マジェイアでは手品師試験が行われ、アダムも予選に。

そこにはアレキサンダー教授(透真かずきさん)を始めとした多くの魔術師がいます。

中でもロバート(久城あすさん)とマルヴォーリオ(桜路薫さん)は対立していて、それぞれ力を持っています。

アダムが試験場に向かう途中、少女が檻に閉じ込められているところに遭遇。ロバートの娘であるジェイン(野々花ひまり)で、兄・ピーター(壮海はるまさん)にひどい仕打ちを受け、やり返したところ父からお仕置きとして閉じ込められていました。

自分も魔術師を目指していると言い、魔術を披露するジェインに、アダムも木の枝に花を咲かせる魔術を見せ、檻から解放。

試験場ではおちこぼれのニニアン(華世京さん)が緊張のあまり、魔術を失敗し、アダムは彼を助けます。

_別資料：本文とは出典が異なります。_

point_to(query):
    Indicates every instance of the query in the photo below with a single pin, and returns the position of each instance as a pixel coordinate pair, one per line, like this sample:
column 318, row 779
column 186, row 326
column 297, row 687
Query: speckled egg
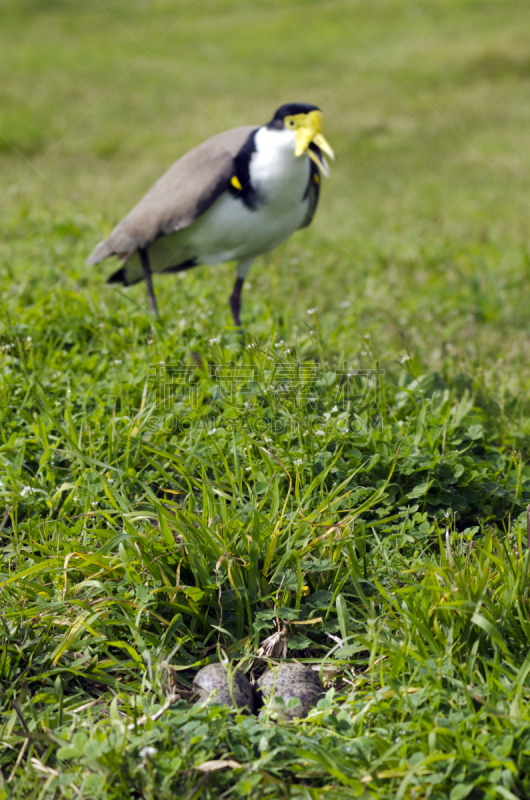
column 307, row 693
column 285, row 675
column 215, row 676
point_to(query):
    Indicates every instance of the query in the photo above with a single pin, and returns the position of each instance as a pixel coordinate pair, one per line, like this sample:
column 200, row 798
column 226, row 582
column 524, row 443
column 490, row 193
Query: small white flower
column 148, row 751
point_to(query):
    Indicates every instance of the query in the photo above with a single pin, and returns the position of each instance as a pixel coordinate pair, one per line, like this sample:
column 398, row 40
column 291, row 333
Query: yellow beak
column 307, row 129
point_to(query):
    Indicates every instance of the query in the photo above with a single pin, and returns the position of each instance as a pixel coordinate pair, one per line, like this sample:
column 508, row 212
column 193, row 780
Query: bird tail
column 103, row 250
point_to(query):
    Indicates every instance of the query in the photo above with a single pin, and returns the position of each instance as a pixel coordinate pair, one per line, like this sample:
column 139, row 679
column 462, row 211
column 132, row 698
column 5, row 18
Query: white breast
column 279, row 176
column 229, row 230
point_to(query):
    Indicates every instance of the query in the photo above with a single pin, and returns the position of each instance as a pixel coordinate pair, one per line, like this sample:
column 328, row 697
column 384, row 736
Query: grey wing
column 182, row 194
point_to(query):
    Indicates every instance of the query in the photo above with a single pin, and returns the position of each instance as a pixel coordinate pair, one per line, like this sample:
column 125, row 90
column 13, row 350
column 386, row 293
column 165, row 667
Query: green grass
column 152, row 516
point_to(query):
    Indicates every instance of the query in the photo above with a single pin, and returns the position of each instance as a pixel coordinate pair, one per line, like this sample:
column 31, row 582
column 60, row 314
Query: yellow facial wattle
column 307, row 129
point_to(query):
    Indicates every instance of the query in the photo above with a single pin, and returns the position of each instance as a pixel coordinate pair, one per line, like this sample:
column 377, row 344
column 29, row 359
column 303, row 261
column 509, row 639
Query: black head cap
column 288, row 110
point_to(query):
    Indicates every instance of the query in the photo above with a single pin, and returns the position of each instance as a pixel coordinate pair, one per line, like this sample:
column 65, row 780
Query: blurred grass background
column 422, row 227
column 418, row 255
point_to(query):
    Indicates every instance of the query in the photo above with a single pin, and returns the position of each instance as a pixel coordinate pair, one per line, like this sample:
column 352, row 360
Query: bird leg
column 235, row 307
column 235, row 301
column 144, row 258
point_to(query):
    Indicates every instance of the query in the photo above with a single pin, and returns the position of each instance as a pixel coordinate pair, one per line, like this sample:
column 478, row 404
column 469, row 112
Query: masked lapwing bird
column 237, row 195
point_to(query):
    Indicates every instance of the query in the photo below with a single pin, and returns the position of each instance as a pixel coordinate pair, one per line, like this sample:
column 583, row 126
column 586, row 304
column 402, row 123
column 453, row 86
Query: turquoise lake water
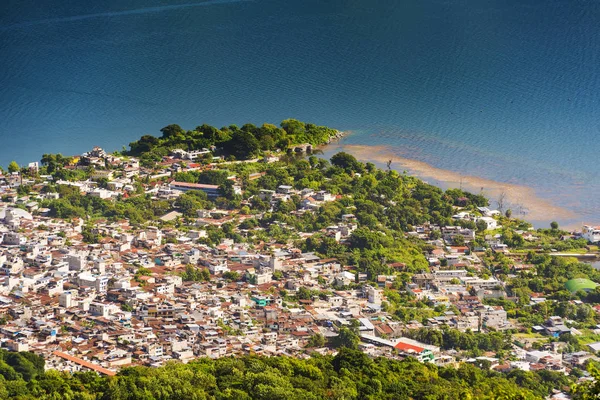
column 507, row 90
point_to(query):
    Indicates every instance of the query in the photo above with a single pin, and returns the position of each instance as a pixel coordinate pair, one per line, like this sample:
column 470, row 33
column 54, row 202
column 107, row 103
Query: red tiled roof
column 408, row 347
column 84, row 363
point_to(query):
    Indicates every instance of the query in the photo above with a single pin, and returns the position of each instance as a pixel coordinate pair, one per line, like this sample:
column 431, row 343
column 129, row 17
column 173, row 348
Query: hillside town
column 148, row 293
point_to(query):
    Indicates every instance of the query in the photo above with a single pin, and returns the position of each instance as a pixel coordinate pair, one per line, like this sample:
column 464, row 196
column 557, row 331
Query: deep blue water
column 504, row 89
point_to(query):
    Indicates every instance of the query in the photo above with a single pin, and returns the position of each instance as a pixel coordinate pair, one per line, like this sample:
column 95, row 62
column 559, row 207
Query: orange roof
column 84, row 363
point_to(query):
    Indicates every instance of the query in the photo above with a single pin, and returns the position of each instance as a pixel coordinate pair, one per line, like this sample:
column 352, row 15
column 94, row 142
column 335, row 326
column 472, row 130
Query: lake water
column 507, row 90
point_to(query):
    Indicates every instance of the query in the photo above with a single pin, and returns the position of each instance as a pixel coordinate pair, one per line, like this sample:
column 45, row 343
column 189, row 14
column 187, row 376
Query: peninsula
column 235, row 263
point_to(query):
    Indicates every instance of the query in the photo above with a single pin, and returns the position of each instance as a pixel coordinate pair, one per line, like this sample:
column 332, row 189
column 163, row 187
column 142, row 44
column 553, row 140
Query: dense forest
column 349, row 375
column 234, row 142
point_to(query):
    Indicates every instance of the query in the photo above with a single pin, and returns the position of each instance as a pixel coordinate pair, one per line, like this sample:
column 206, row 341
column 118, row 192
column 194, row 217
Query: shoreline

アダムはジェインを助手にして「ありのままの魔術」を見せます。

卵を割り、かき混ぜ、それを元の生卵に戻すというものでした。

この魔術に皆が驚き、その種を知りたがります。そしてマジェイアを揺るがしていきます。

魔術の都と言いますが、魔術は手品であり、アダムの使う魔術は魔法で、ここに認識の違いが。

手品としての種を知りたがる皆ですが、次第に本物の魔術を使うアダムに恐れを抱き、彼とモプシーを消そうと画策。

純粋に魔術を使うアダムと、自分たちの利益が損なわれると思い排除しようとするマルヴォーリオ達。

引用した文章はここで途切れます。